Finalizó la guerra, según alardeó George W. Bush en el portaviones Abraham Lincoln. Era la palabra del jefe, vestido para la ocasión con uniforme verde oliva: “Las principales operaciones de combate han terminado”, dijo. En la víspera, sin embargo, el secretario de Defensa, Donald Rumsfeld, había dejado de una pieza a sus propios soldados en Bagdad, advirtiéndoles que ahora, en lugar de volver a casa, debían “erradicar las redes terroristas que operan en el país”. ¿Qué redes terroristas?, se preguntaron, mirándose entre sí.

Fue profético: ya no debían buscar armas químicas (¿armas químicas, dijo?) ni ir detrás de Saddam Hussein (disculpe, ¿quién?), sino aventurarse en una guerra de guerrillas que iba a desembocar en actos terroristas. Imprevisibles, como la bomba que destrozó la sede temporal de la misión de las Naciones Unidas en Bagdad (y mató a Sergio Vieira de Mello) y, cual posdata, el atentado suicida simultáneo contra un autobús repleto en Jerusalén con el cual Hamas y la Jihad Islámica resucitaron la infitada (sublevación palestina), vulnerando la tregua precaria que habían atado Ariel Sharon y Mahmud Abbas (Abu Mazen) como condición de la hoja de ruta. O de otro intento (y van…) de alcanzar la paz en Medio Oriente.

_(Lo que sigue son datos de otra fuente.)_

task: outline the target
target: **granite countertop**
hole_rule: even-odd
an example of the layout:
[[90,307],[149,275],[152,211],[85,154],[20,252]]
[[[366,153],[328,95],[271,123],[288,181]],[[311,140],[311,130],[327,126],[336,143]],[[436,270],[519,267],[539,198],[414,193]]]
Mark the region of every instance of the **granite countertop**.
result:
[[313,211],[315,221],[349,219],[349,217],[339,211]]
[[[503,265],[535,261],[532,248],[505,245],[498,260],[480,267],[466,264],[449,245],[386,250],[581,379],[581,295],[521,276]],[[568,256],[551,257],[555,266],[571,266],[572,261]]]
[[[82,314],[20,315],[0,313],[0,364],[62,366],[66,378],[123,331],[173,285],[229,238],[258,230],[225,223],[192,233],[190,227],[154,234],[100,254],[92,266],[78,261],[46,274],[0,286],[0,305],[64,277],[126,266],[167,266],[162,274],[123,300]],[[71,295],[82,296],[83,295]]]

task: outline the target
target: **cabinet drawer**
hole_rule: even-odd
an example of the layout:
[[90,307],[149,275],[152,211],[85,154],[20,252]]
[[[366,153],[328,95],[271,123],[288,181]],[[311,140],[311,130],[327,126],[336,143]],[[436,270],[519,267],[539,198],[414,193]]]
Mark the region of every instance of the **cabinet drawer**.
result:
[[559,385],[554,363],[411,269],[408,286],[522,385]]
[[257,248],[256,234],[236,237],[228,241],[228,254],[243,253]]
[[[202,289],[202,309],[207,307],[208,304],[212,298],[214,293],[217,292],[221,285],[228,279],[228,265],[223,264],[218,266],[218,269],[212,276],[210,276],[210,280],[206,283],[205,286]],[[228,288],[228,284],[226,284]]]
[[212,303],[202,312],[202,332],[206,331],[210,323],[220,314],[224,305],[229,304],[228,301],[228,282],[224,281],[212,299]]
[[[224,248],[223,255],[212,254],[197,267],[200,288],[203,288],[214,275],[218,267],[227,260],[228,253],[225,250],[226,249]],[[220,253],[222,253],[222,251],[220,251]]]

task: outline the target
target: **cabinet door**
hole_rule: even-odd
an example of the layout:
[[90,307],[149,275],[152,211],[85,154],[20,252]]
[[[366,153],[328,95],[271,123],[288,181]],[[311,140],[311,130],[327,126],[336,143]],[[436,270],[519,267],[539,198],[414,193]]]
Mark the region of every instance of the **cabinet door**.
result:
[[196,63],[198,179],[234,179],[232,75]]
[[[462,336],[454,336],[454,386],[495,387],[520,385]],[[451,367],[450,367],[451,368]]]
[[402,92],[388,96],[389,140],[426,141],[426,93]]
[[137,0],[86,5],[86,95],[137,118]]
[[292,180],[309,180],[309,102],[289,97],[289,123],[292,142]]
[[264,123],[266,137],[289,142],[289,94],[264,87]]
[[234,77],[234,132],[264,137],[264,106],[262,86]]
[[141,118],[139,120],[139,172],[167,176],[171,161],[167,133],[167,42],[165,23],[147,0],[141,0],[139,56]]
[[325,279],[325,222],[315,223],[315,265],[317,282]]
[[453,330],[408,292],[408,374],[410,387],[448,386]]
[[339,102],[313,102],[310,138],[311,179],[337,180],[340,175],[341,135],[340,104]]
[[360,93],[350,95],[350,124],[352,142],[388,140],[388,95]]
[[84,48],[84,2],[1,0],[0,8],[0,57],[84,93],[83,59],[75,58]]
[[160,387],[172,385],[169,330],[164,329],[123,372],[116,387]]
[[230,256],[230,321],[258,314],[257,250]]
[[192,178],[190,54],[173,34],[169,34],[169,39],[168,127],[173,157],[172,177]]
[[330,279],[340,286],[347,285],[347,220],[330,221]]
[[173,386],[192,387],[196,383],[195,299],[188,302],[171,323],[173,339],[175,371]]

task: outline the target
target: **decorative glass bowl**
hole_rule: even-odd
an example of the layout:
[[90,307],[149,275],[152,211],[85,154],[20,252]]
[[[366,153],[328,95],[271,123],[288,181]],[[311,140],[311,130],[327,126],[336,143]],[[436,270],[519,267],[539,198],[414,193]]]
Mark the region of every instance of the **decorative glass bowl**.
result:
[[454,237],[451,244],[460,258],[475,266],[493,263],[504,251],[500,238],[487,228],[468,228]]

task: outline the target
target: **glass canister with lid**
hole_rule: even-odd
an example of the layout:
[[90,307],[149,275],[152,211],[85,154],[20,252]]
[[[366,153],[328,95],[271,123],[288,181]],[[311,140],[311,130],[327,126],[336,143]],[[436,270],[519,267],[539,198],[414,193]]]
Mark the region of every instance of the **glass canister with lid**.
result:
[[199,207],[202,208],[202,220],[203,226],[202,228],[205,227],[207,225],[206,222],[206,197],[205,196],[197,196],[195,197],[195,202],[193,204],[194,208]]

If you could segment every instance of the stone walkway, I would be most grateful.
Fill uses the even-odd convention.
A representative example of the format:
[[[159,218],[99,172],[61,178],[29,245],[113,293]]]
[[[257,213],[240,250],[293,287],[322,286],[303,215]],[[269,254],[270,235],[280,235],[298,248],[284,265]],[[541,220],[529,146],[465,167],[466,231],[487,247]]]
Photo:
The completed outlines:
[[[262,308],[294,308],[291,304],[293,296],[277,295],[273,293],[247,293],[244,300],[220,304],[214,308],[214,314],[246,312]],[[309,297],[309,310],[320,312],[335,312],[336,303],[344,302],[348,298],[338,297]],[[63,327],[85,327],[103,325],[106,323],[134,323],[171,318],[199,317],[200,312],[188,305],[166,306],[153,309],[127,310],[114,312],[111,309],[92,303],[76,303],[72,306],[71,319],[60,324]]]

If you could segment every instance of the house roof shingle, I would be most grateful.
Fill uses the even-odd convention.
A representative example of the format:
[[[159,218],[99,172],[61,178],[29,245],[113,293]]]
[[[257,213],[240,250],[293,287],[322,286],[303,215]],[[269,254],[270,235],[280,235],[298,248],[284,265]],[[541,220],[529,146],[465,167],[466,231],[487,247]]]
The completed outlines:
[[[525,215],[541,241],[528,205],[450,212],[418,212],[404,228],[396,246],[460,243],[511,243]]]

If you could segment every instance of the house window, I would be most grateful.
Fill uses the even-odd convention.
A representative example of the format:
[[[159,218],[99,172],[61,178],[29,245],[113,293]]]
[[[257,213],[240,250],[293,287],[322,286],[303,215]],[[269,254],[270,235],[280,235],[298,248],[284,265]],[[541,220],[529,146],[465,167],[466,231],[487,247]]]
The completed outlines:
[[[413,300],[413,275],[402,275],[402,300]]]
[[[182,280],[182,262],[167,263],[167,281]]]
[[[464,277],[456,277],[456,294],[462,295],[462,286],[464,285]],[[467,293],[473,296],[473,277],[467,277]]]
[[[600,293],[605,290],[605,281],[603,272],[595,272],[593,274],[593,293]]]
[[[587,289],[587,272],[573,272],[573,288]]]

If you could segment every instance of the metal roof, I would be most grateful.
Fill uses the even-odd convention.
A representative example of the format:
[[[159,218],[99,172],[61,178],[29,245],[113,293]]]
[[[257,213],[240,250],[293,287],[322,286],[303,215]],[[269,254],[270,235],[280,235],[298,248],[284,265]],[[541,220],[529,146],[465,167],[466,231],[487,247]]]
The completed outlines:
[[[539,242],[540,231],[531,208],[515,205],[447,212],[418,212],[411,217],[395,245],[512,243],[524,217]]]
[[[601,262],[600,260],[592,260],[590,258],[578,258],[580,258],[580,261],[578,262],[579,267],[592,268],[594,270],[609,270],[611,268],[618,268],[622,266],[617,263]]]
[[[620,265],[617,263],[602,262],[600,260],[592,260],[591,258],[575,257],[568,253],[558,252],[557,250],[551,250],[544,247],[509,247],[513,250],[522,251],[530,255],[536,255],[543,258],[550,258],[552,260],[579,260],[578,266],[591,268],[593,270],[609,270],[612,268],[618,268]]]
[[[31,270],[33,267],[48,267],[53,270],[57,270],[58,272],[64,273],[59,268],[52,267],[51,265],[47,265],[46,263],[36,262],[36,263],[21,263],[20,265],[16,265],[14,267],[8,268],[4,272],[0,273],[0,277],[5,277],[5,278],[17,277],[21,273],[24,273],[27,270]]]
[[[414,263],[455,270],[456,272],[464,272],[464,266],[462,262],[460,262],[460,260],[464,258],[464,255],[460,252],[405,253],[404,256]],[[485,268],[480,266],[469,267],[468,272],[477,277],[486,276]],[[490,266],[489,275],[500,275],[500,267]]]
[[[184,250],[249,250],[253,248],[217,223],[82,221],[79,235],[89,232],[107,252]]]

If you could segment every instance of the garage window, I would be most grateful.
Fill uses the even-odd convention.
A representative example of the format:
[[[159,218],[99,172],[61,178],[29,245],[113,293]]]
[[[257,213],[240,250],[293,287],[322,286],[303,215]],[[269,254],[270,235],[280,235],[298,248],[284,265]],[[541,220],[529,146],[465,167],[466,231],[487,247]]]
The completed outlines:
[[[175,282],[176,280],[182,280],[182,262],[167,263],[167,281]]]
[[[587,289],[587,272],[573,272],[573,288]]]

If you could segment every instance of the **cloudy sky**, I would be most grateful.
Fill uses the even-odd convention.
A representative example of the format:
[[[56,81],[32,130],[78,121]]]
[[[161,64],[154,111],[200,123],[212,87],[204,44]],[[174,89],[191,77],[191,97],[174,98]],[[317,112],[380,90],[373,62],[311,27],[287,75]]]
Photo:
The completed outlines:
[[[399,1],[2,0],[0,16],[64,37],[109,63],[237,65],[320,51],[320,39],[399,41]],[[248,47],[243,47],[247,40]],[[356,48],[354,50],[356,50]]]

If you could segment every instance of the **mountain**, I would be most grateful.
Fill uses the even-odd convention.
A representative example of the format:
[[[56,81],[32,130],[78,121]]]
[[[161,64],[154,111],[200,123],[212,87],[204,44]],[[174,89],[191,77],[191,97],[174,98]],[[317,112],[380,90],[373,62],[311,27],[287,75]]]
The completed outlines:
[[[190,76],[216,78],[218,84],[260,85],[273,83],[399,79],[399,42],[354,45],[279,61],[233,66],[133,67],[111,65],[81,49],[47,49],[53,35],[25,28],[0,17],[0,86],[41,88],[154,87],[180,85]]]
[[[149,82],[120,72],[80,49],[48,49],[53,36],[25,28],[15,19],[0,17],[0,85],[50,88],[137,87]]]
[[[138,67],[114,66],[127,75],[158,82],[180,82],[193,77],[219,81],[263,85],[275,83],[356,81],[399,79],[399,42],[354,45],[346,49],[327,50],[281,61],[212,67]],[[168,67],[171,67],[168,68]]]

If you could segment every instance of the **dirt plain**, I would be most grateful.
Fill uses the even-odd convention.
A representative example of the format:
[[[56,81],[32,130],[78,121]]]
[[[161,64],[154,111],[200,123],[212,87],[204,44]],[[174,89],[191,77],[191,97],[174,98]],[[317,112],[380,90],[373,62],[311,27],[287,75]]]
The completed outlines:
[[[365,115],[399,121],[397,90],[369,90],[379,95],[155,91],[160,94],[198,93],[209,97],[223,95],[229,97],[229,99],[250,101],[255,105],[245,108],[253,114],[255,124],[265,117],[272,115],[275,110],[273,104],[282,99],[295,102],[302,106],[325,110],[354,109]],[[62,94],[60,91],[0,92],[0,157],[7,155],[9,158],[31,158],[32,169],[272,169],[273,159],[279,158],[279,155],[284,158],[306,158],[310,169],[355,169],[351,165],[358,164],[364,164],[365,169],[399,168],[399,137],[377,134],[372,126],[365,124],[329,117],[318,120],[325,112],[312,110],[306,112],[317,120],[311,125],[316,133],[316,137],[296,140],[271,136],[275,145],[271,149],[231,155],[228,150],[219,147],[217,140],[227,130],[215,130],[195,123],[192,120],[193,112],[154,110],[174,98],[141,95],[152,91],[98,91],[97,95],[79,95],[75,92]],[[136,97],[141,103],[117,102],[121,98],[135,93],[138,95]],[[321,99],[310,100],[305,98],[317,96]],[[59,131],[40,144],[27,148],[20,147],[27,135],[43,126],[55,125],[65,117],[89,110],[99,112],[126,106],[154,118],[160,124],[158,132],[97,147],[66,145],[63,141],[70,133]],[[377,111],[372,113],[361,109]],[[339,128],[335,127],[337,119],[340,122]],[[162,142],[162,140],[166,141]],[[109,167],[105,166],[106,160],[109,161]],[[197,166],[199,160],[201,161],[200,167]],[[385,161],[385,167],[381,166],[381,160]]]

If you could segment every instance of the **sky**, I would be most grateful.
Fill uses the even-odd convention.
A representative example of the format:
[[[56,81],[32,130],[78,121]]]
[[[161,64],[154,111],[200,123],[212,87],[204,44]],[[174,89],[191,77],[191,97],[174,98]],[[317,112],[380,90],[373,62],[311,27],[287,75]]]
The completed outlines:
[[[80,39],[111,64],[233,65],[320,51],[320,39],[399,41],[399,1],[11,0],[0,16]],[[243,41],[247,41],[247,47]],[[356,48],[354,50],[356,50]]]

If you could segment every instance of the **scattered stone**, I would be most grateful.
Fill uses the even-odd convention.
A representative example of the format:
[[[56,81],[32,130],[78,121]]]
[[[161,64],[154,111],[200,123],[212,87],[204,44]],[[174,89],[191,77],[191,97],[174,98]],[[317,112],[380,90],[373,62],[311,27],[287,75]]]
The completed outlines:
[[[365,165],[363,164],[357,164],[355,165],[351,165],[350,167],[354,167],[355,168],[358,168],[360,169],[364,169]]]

Un calco, casi, de la reciente voladura de la embajada de Jordania en Bagdad, en señal de rechazo a la colaboración de su gobierno a la coalición armada por los Estados Unidos para la invasión de Irak, y del ataque, simultáneo también, contra el hotel Marriott, de Yakarta, Indonesia, el país con mayor población musulmana del mundo, en donde el grupo Jemaah Islamiyah, socio de Al-Qaeda, se había atribuido, en octubre de 2002, los atentados contra un restaurante y una discoteca de Bali.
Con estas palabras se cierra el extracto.